彼女と僕は、まじわらない【ショートショート】

「先にお飲み物お伺いしましょうか」

 お冷を置きながら、そう尋ねてきた店員さんに、ナズナは「グラスビール」と答え、僕はウーロン茶を注文した。車の運転があるので、アルコールは頼めない。
 以前の彼女なら、僕がいる時は遠慮して、アルコールを頼まなかった。本当はビールが飲みたいんだ、ということを、兄から聞いて知った。

 今のナズナは遠慮しない。僕にはそれが嬉しい。
 習慣になっている毎朝のコーヒーと週に二回の公園への散歩だけは、まだ辛うじて残っているものの、予定を立てて行動することは、もう出来ない。その代わり、突発的な思いつきで行動することがどんどん増えて、ここに来たのも、一時間前に彼女が言い出したことだった。

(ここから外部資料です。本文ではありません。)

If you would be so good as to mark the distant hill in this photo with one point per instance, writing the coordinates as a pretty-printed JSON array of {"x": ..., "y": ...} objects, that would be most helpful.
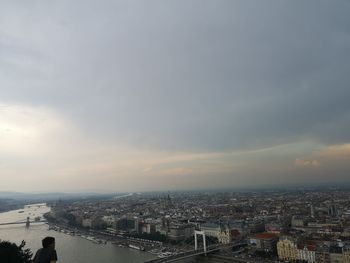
[{"x": 50, "y": 196}]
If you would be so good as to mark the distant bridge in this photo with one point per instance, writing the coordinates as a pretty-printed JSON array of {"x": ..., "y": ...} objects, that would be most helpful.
[
  {"x": 22, "y": 222},
  {"x": 193, "y": 253},
  {"x": 184, "y": 255}
]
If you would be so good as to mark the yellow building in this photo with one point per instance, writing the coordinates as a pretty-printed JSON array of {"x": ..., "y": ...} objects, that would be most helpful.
[{"x": 287, "y": 249}]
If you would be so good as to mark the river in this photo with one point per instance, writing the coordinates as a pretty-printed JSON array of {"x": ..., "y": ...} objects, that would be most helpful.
[{"x": 69, "y": 248}]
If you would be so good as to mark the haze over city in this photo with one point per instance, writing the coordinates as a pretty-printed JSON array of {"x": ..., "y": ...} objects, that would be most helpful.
[{"x": 158, "y": 95}]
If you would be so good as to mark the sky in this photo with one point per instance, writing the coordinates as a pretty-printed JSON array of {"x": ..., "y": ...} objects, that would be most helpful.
[{"x": 113, "y": 96}]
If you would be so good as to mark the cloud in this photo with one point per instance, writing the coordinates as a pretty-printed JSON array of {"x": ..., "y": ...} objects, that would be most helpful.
[
  {"x": 307, "y": 163},
  {"x": 105, "y": 94}
]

 ナズナは、窓の外に目を向けて、金色の銀杏の木を眺めた。夕暮れに差し掛かろうという時刻の、橙色の日差しを浴びて、彼女の白いカーディガンが生成り色に染まる。道ゆく人にイチョウの葉が降り注いで、金色のシャワーのようだ。ほんのすこしずつ、空気が冷たくなって、日差しが短くなって、冬に向かってゆく。

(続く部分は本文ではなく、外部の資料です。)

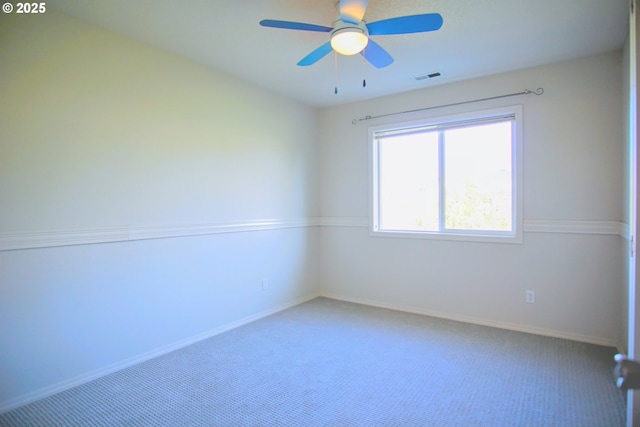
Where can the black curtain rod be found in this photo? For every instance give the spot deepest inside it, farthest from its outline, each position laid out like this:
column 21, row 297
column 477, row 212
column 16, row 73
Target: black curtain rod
column 538, row 91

「この季節が一番、好きだな。ちょっと肌寒いくらいが気持ちいいよね」
 彼女はそういうと、窓から僕に目を向け、次に僕がテーブルに広げたメニューを眺めて僅かに首を傾げた。
「うーん、アップルパイのバニラアイス載せ……惹かれるかも。トモくんは?ご飯にする、おやつにする?」
 それを聞いて僕は思わず「ビール飲むのに、甘いものにするの?」と言った。ナズナはハッとしたように僕を見ると、片手を口元に押し当てて顔を曇らせた。
「えっ、わたしなんかマズいこと言った?それってダメ?」
 僕は慌てた。
「いや、ごめん全然ダメじゃない。ビールに合うのはしょっぱいもの、って思い込みがあって。けど、個人の好みだから。ナズナはビールに甘いもの派なんだね」
 ナズナはホッとしたように笑った。
「うん、私いつもそうじゃん……って、あれ、そうだっけ。どうだったかな」

 彼女は不安げに瞳を揺らした。僕は内心の狼狽を押し隠して笑ってみせ、メニューを指差して声をはり上げた。
「ねえこれ!美味しそうだね。しらすピザにしようかな。ピザでトマトソース無いのこれだけみたいだし。ナズナもちょっと食べない?」
 ナズナはパッと笑顔になって、ふふふ、と小さく声に出して笑う。
「トマトとチーズの組み合わせが美味しいのにー。トモくん前もこれだったよね、確か」

 僕はどきりとした。そう、何度かここに来たらしいことは、兄から聞いていた。でも、店の存在は覚えていても、細かい記憶は消えているだろうとタカを括っていたのだ。僕は、さりげなさを装って聞いてみた。
「そうだっけ?よく覚えてるね。前に来た時は、ナズナ、なに頼んだの」
 ナズナは「んー……わかんない」とあやふやな風情で首を傾げ、寂しそうに目を伏せた。
「ごめんねえ、わたし、すぐ忘れるからー」
 僕はナズナの手を軽く握った。ナズナは顔をあげ、僕と目を合わせた。
「大丈夫、心配すること何もないよ。見て、紅葉が綺麗。今が一番、綺麗に見えるときだね」
 ナズナは微笑み、また窓の外に目を向けた。夕陽が銀杏の木に斜めに差し込んで、街全体を金色に染めている。ナズナは頬杖をつくと、黄金の世界で舞い散る葉を目で追った。
 健康そうだった肌は青白くなり、栗色だった髪の毛は、元の黒色に戻っている。僕は彼女の姿を貪るように見つめる。この幸せな時間を覚えておきたかった。こうしている間にも、毎分、毎秒、彼女の記憶領域は侵食されて、失われている。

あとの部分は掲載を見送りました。